I apologise in advance if the person I got him from is on this forum and reads this, but I dont really believe that he has been on the best diet- as he is extremely thin. He is greasy, was offered water etc etc. But that said, I aim to give him the very best in life now that I have him..

I was told he was originally from a petshop- whom had three. One unfortunately broke his leg in transit, and the other died shortly after.. which proves just how delicate they are.. and that they are not a ''pet'' to handle and ''cuddle'' no matter how cute they are. 

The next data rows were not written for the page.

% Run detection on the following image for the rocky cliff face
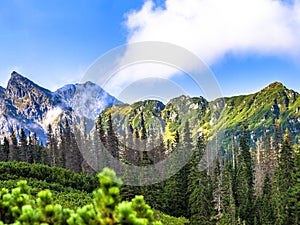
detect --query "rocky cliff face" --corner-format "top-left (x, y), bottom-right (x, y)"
top-left (0, 71), bottom-right (121, 143)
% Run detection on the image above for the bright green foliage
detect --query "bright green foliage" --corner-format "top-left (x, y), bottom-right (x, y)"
top-left (288, 153), bottom-right (300, 224)
top-left (188, 135), bottom-right (213, 225)
top-left (236, 126), bottom-right (254, 224)
top-left (0, 168), bottom-right (162, 225)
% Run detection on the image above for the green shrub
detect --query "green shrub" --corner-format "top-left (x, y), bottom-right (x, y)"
top-left (0, 168), bottom-right (162, 225)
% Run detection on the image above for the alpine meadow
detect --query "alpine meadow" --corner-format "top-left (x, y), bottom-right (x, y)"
top-left (0, 0), bottom-right (300, 225)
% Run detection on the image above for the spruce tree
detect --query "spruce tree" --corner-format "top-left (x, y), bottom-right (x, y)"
top-left (19, 127), bottom-right (28, 162)
top-left (2, 137), bottom-right (9, 162)
top-left (8, 128), bottom-right (20, 161)
top-left (217, 149), bottom-right (237, 225)
top-left (288, 149), bottom-right (300, 224)
top-left (272, 130), bottom-right (295, 225)
top-left (236, 125), bottom-right (254, 224)
top-left (186, 135), bottom-right (213, 225)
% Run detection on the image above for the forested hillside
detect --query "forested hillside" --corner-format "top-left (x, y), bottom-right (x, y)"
top-left (0, 80), bottom-right (300, 225)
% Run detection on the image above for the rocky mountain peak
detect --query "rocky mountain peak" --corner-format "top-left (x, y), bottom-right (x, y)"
top-left (265, 81), bottom-right (287, 90)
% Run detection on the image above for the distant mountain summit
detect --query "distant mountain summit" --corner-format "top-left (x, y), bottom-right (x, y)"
top-left (103, 82), bottom-right (300, 146)
top-left (0, 71), bottom-right (122, 143)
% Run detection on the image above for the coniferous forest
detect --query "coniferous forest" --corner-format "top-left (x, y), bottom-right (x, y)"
top-left (0, 110), bottom-right (300, 225)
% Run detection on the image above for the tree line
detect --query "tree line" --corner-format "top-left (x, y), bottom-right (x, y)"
top-left (0, 113), bottom-right (300, 225)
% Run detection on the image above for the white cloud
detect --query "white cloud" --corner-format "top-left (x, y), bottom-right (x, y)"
top-left (125, 0), bottom-right (300, 65)
top-left (101, 0), bottom-right (300, 100)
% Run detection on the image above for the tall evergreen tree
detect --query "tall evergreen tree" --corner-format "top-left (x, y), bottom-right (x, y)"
top-left (8, 128), bottom-right (20, 161)
top-left (288, 148), bottom-right (300, 224)
top-left (19, 127), bottom-right (28, 162)
top-left (26, 134), bottom-right (34, 163)
top-left (217, 149), bottom-right (237, 225)
top-left (236, 125), bottom-right (254, 224)
top-left (272, 130), bottom-right (294, 225)
top-left (1, 137), bottom-right (9, 162)
top-left (107, 114), bottom-right (120, 159)
top-left (186, 135), bottom-right (213, 225)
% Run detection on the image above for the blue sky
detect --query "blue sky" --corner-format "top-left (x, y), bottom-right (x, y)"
top-left (0, 0), bottom-right (300, 100)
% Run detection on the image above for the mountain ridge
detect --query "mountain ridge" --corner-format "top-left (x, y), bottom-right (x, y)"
top-left (0, 71), bottom-right (121, 143)
top-left (0, 71), bottom-right (300, 146)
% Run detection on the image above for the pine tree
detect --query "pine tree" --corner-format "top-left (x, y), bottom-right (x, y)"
top-left (187, 135), bottom-right (213, 225)
top-left (46, 124), bottom-right (57, 166)
top-left (8, 128), bottom-right (20, 161)
top-left (212, 154), bottom-right (222, 221)
top-left (288, 149), bottom-right (300, 224)
top-left (19, 128), bottom-right (28, 162)
top-left (1, 137), bottom-right (9, 162)
top-left (236, 125), bottom-right (254, 224)
top-left (217, 152), bottom-right (237, 225)
top-left (272, 130), bottom-right (294, 224)
top-left (107, 114), bottom-right (120, 160)
top-left (27, 134), bottom-right (34, 163)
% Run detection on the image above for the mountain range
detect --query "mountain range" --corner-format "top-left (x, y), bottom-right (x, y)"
top-left (0, 71), bottom-right (121, 143)
top-left (0, 71), bottom-right (300, 146)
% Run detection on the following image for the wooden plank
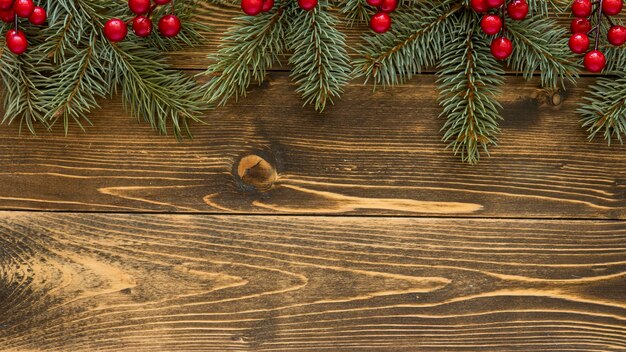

Taking Jerry on, was not a light decision.. and I did know that a huge proportion of Jerboas are wild caught. Though that said, I have been contacted by two people.. one of which has successfully bred a species of Jerboa.. and another, which knows of a captive breeding facility of Jerboas. How true this is, I dont know until I have more information.

Jerry is 9 months old, his previous owner had him since June, and the shop said he was 4-5 months old.

I did say that the cage I had him in was only temporary so I could prepare his enclosure.. but first off I did want to check his poos.. urine etc too- hence the newspaper. He was only on newspaper for a few hours.. and most of that time he was snuggled upon a fleece. He is now in his new enclosure which I have done to try and replicate a desert environment as much as possible.


----------